I can still hear the train . The growing , rumbling engine and shattering horn . The same monster that spooked my horse during the night , sending him out into this wasteland . Lost for two days . You can disappear in the dunes here , and he has . I wonder if he remembers . I do . I remember stepping into the nothing where solid ground should have been . An empty pen , scattered hay and hoofprints to nowhere , the only proof there had been a horse there the night before . I remember driving these dusty backroads , dodging pump jacks and cacti , focused on only one thing : finding my horse .
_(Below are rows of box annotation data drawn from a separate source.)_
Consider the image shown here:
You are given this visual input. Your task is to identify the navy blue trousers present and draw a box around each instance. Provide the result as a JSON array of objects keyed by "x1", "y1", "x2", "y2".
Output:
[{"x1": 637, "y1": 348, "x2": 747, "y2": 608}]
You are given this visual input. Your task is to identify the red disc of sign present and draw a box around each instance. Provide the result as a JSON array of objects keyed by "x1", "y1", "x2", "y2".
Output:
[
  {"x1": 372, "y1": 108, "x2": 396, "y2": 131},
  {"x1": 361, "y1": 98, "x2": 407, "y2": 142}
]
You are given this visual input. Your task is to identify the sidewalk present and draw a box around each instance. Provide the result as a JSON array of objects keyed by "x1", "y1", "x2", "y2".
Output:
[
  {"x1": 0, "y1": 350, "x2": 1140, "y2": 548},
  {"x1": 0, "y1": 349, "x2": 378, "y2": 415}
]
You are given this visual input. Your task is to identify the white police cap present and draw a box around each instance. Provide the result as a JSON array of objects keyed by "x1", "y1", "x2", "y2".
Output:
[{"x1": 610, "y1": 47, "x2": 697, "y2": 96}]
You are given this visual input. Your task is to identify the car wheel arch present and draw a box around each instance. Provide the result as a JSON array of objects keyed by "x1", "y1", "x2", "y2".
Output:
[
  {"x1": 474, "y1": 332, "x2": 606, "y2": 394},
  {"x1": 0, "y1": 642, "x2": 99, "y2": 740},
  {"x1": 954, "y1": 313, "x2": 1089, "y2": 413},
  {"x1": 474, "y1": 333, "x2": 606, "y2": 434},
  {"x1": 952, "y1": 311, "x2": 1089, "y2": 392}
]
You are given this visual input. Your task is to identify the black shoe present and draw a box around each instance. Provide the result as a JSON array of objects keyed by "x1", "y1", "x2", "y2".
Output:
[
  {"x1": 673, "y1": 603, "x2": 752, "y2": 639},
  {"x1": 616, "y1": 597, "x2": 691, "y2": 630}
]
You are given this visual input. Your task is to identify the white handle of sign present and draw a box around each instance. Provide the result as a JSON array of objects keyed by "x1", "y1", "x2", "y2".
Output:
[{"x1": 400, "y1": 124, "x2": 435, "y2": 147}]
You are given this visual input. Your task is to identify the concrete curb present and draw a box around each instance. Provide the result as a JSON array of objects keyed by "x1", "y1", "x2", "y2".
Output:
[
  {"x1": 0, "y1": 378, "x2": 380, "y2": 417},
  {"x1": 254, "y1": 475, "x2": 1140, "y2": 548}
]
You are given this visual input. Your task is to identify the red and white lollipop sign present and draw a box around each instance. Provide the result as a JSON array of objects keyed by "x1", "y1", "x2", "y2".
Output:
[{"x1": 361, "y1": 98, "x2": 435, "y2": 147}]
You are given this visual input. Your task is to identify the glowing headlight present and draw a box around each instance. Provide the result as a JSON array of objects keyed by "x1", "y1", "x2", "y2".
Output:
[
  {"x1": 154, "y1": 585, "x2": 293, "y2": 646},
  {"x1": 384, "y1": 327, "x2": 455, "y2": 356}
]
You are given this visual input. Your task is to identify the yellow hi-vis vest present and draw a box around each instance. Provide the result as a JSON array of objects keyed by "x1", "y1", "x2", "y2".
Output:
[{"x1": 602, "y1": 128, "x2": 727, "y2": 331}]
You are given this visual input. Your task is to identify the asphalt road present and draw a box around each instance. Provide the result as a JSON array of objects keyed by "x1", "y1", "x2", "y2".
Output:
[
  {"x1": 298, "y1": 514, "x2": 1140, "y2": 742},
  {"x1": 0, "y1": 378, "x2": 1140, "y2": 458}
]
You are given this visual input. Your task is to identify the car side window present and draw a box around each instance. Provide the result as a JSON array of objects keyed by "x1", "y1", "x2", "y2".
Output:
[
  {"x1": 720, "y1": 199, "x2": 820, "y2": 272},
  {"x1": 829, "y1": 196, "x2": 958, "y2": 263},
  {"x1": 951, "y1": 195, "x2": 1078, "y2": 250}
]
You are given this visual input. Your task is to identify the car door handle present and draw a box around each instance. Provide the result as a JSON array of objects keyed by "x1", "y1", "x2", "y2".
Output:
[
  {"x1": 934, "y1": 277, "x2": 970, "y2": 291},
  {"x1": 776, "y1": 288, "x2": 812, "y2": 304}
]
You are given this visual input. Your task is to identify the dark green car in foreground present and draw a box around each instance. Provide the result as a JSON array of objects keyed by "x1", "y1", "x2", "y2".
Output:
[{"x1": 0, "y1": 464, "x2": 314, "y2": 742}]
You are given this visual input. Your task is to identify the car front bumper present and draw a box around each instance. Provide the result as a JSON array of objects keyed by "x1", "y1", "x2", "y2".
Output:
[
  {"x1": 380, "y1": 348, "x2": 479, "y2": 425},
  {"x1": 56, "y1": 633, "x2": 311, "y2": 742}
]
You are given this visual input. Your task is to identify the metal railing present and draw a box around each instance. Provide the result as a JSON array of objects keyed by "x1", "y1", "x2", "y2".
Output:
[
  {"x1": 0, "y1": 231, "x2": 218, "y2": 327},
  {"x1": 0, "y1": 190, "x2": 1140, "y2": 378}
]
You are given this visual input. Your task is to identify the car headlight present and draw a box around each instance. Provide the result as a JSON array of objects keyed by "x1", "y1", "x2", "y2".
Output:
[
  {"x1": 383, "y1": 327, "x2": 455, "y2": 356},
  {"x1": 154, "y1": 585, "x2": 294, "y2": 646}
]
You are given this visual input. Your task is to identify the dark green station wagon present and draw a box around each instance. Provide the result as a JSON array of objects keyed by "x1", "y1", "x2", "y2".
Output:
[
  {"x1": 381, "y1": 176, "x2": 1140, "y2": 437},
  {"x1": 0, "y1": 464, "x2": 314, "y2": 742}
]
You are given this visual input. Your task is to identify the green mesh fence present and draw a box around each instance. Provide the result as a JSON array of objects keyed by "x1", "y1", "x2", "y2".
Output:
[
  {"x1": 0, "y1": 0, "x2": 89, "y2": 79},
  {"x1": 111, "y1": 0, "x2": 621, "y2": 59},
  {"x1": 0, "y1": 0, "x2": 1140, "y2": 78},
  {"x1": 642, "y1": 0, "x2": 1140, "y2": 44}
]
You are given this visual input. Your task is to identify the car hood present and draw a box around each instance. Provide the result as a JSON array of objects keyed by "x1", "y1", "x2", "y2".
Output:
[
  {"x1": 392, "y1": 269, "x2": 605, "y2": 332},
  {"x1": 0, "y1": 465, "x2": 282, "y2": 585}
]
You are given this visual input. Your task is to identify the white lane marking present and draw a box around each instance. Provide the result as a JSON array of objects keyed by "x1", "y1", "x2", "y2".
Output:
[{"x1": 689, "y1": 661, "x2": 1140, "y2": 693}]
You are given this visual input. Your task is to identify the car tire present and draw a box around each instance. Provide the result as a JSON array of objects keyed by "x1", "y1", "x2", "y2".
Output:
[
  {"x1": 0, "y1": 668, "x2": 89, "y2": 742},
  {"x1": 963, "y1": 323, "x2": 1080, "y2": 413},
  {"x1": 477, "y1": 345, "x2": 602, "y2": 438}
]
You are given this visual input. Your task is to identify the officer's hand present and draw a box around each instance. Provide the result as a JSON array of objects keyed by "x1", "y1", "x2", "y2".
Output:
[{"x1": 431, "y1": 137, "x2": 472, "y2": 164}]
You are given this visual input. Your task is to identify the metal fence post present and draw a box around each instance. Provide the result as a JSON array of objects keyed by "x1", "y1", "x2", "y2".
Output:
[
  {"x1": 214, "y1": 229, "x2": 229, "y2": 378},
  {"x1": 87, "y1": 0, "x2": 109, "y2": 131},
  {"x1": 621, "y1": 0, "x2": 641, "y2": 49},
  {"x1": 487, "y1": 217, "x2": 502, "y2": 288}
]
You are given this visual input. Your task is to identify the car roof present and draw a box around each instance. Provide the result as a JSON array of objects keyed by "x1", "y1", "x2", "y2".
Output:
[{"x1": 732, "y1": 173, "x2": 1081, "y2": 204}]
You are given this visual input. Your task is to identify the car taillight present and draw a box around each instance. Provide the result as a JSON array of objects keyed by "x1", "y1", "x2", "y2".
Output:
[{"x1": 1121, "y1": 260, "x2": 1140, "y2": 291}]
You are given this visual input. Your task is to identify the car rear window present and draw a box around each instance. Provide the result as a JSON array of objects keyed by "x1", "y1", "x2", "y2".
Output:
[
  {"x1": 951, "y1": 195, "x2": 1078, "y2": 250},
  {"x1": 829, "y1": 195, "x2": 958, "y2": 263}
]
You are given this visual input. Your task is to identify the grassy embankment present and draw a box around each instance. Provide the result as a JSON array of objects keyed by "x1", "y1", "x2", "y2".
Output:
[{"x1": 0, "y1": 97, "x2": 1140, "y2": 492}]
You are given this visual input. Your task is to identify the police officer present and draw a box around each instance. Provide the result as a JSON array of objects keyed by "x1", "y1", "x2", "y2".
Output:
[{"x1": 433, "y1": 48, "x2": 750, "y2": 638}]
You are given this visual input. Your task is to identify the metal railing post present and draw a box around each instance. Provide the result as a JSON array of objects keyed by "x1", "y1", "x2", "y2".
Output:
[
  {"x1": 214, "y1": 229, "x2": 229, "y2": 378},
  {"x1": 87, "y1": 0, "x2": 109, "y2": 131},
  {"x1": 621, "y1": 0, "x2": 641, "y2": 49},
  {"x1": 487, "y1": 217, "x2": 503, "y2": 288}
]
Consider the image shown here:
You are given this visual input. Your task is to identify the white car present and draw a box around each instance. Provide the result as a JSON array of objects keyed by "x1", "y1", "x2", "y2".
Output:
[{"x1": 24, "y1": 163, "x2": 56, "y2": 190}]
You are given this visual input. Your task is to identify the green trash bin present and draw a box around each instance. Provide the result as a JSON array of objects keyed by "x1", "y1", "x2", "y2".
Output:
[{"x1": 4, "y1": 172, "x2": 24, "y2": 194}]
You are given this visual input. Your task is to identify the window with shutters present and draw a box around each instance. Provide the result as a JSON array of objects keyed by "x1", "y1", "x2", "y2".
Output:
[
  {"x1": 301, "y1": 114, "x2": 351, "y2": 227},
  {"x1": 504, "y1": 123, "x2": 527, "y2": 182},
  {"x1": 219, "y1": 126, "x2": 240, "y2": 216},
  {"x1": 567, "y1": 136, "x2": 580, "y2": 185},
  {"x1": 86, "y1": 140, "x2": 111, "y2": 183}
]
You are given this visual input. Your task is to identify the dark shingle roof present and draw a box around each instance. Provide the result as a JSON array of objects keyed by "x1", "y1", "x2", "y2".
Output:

In West Texas , the summer never knows it ’ s over , and September of 2020 was no exception . For two years , I ’ d carried a Texas State Park brochure in the glovebox of my truck like a good luck charm , all the horse friendly parks highlighted . I had finally made the leap , going a month on the road to travel Texas , New Mexico and Colorado . I was a bit lost in the beginning , reeling from COVID and pending divorce . But this horse propped me up and then , after 2,100 miles together , I found myself casing the desert and dusting for prints like a crime scene investigator .
Resting on the border of the great Chihuahuan Desert , the town of Monahans is best known for two things : oil and sand , both found in abundance . A once prosperous ranching land , the original settlement was taken over by oil in the 1920s and is now the center of the Permian Basin , the most productive oil field in the United States .
The workday seems to never end for many here . On the outskirts of town , trucks and machinery run all night under the watchful eye of sweating spotlights . A giant blight in the distant desert sky . But Monahans is a proud town , one of roughnecks and ranch hands , oil fields and sand plants . A mix of past and present where locals greet each other with a one or two fingered casual wave , the grocery store serves as social hour , and the lights of nearby Odessa and Midland wink from the northeast horizon .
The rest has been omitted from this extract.